Herbert meditated. “Well, I got nothin’ else to do, as I know of,” he said. “Let’s go around to the back door so’s to see if Kitty Silver’s got anything.”
Then, not amiably, but at least inconsequently, they passed inside the gate together. Their brows were fairly unclouded; no special marks of conflict remained; for they had met and conversed in a manner customary rather than unusual.
They followed a branch of the brick walk and passed round the south side of the house, where a small orchard of apple-trees showed generous promise. Hundreds of gay little round apples among the leaves glanced the high lights to and fro on their polished green cheeks as a breeze hopped through the yard, while the shade beneath trembled with coquettishly moving disks of sunshine like golden plates. A pattern of orange light and blue shadow was laid like a fanciful plaid over the lattice and the wide, slightly sagging steps of the elderly “back porch”; and here, taking her ease upon these steps, sat a middle-aged coloured woman of continental proportions. Beyond all contest, she was the largest coloured woman in that town, though her height was not unusual, and she had a rather small face. That is to say, as Florence had once explained to her, her face was small but the other parts of her head were terribly wide. Beside her was a circular brown basket, of a type suggesting arts-and-crafts; it was made with a cover, and there was a bow of brown silk upon the handle.

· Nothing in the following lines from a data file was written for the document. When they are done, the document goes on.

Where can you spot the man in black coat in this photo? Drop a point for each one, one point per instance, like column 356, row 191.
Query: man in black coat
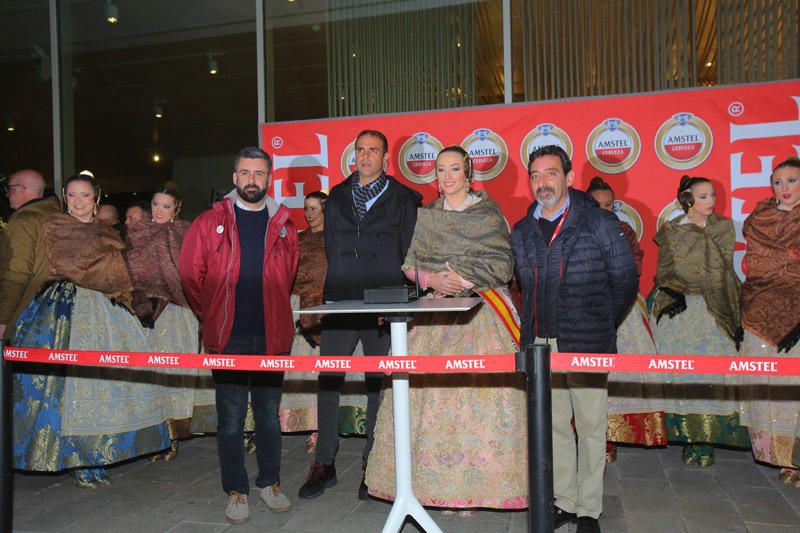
column 369, row 222
column 578, row 281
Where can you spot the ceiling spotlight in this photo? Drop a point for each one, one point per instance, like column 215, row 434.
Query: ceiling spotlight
column 112, row 12
column 213, row 66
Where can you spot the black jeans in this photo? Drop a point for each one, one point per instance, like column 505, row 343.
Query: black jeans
column 231, row 393
column 340, row 335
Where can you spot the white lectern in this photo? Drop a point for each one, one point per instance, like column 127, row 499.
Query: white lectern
column 398, row 316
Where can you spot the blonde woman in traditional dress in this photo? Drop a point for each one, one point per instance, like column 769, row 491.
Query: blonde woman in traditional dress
column 696, row 311
column 771, row 320
column 468, row 436
column 63, row 420
column 634, row 399
column 154, row 246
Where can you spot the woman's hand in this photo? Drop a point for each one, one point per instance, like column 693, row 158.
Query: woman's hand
column 445, row 283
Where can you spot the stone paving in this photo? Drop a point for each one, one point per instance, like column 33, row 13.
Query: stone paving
column 648, row 491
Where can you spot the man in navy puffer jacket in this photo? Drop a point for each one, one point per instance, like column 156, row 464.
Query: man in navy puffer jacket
column 578, row 280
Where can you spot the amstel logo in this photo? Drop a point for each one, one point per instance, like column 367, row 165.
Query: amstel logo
column 683, row 141
column 544, row 135
column 626, row 213
column 613, row 146
column 417, row 157
column 488, row 152
column 671, row 211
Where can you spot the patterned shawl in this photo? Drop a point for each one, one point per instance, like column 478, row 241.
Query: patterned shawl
column 89, row 255
column 772, row 288
column 152, row 255
column 311, row 269
column 699, row 261
column 475, row 242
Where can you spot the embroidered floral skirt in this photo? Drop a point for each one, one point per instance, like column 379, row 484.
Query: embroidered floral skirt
column 468, row 431
column 701, row 409
column 770, row 406
column 38, row 393
column 635, row 400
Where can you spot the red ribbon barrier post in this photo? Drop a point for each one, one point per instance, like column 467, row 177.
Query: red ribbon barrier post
column 498, row 363
column 533, row 362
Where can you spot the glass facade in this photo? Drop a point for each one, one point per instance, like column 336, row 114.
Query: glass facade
column 153, row 91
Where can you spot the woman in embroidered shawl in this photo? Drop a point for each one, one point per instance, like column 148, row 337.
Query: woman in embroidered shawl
column 468, row 436
column 154, row 246
column 696, row 311
column 57, row 420
column 771, row 319
column 634, row 399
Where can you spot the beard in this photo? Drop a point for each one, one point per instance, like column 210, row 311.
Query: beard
column 546, row 201
column 251, row 193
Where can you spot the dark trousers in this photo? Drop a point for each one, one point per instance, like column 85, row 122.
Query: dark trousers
column 231, row 393
column 340, row 335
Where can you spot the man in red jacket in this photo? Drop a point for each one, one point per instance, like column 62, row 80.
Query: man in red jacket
column 237, row 265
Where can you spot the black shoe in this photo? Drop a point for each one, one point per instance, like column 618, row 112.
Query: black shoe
column 320, row 477
column 587, row 524
column 561, row 517
column 363, row 490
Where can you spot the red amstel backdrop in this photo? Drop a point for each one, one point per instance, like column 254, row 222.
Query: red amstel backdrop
column 640, row 144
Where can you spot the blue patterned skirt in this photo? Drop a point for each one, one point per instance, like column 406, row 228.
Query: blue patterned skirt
column 38, row 392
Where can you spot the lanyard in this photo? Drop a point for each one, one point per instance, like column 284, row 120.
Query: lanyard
column 558, row 228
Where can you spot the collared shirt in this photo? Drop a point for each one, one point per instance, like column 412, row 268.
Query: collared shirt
column 537, row 213
column 369, row 203
column 241, row 205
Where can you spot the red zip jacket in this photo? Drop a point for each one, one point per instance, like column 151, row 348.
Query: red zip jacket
column 209, row 270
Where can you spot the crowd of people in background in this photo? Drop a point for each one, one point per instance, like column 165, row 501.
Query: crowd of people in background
column 76, row 274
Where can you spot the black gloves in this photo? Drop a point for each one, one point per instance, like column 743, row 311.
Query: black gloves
column 738, row 337
column 674, row 308
column 147, row 321
column 788, row 342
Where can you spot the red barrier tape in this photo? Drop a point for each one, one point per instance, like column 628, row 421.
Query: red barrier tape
column 559, row 361
column 478, row 363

“What you been up to to-day, Kitty Silver?” Herbert asked genially. “Any thing special?” For this was the sequel to his “so’s we can see if Kitty Silver’s got anything.” But Mrs. Silver discouraged him.
“No, I ain’t,” she replied. “I ain’t, an’ I ain’t goin’ to.”
“I thought you pretty near always made cookies on Tuesday,” he said.
“Well, I ain’t this Tuesday,” said Kitty Silver. “I ain’t, and I ain’t goin’ to. You might dess well g’on home ri’ now. I ain’t, an’ I ain’t goin’ to.”
Docility was no element of Mrs. Silver’s present mood, and Herbert’s hopeful eyes became blank, as his gaze wandered from her head to the brown basket beside her. The basket did not interest him; the ribbon gave it a quality almost at once excluding it from his consciousness. On the contrary, the ribbon had drawn Florence’s attention, and she stared at the basket eagerly.
“What you got there, Kitty Silver?” she asked.
“What I got where?”
“In that basket.”
“Nemmine what I got ’n ’at basket,” said Mrs. Silver crossly, but added inconsistently: “I dess wish somebody ast me what I got ’n ’at basket! I ain’t no cat-washwoman fer nobody!”
“Cats!” Florence cried. “Are there cats in that basket, Kitty Silver? Let’s look at ’em!”
The lid of the basket, lifted by the eager, slim hand of Miss Atwater, rose to disclose two cats of an age slightly beyond kittenhood. They were of a breed unfamiliar to Florence, and she did not obey the impulse that usually makes a girl seize upon any young cat at sight and caress it. Instead, she looked at them with some perplexity, and after a moment inquired: “Are they really cats, Kitty Silver, do you b’lieve?”